L’autre point qui me touche beaucoup est la présence des maires à cet événement de Florence. Dans notre Église d’Algérie, nous disons volontiers que nous souhaitons être “une Église citoyenne”, une Église engagée dans la société.
-Que peut apprendre la petite communauté catholique algérienne de la rive sud aux catholiques des autres rives méditerranéennes?
L’expérience de la minorité, le bonheur d’être chrétiens en étant une extrême minorité. C’est l’expérience de l’Église algérienne depuis soixante ans. Elle qui a connu une influence majoritaire pendant le temps dit de la colonisation, qui ne se posait pas de questions, elle n’a cessé depuis ces décennies de devenir de plus en plus minoritaire. Une expérience que vivent aussi actuellement les pays du nord de la Méditerranée. Des Églises qui pays, après pays, prennent conscience de leur caractère minoritaire.
Nous pouvons leur dire que l’Évangile se vit alors de façon encore plus forte quand nous sommes en minorité. Nous faisons très souvent l’expérience des premiers temps de l’Église. Dès que l’on devient minoritaire, la question qui se pose est celle du «Pourquoi». Alors que dans un pays dit de chrétienté, la question est celle du «Comment». Le «pourquoi» a beaucoup de sens.
-Quels pourraient être selon vous, depuis Alger, les difficultés actuelles à surmonter dans cet espace méditerranéen en crise?
Incontestablement, le défi de la fraternité pour lequel se bat sans cesse le Pape François. Ce n’est pas un vain mot. Pour être en fraternité, il faut avoir conscience d’appartenir à un univers commun: la famille, une région, l’espèce humaine. En Méditerranée, nous avons cet univers, façonné par une histoire commune même si elle est chahutée. Et en même temps cet univers est marqué par la fracture des trois monothéismes. L’enjeu est de souhaiter que ce qui peut nous réunir soit plus fort que ce qui nous sépare. La Méditerranée est à la fois un lieu de douceur et de douleur. Nous avons à construire cette fraternité en Méditerranée pour qu’elle rayonne sur le monde entier.

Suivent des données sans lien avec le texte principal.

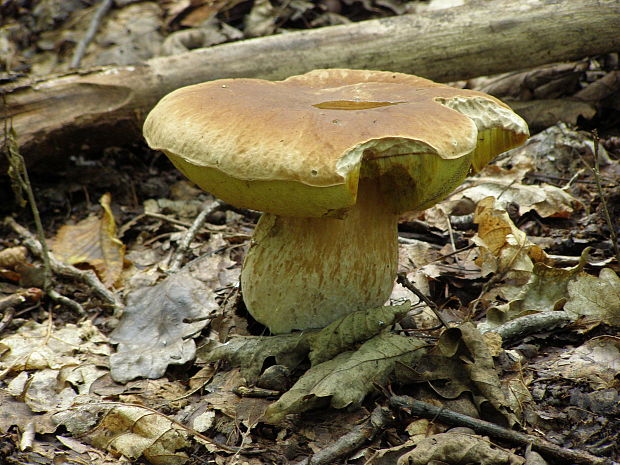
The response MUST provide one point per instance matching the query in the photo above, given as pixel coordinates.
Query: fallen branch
(422, 409)
(99, 107)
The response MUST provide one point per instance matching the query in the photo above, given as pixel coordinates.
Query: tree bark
(104, 106)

“Ce qui nous réunit doit être plus fort que ce qui nous sépare. La Méditerranée est à la fois un lieu de douceur et de douleur.”
-Comment percevez-vous cette démarche du Pape François d’insister sur le rôle prophétique de la Méditerranée et sur la théologie de la Méditerranée?
Ce Pape venu d’Argentine, d’un autre monde, qui n’a pas eu d’imprégnation profonde avec le monde musulman, multiplie les gestes de fraternité islamo-chrétiens. Quelque chose se joue véritablement là. Car la relation entre chrétiens et musulmans est distincte et différente du «choc des civilisations» entre l’Occident et le monde arabo-musulman. Nous pouvons nous reconnaître croyants et faire avancer la fraternité, j’y crois beaucoup car c’est ce que nous vivons à notre échelle, et parfois à contre-courant en Algérie et dans le Maghreb. C’est tout le sens de notre témoignage.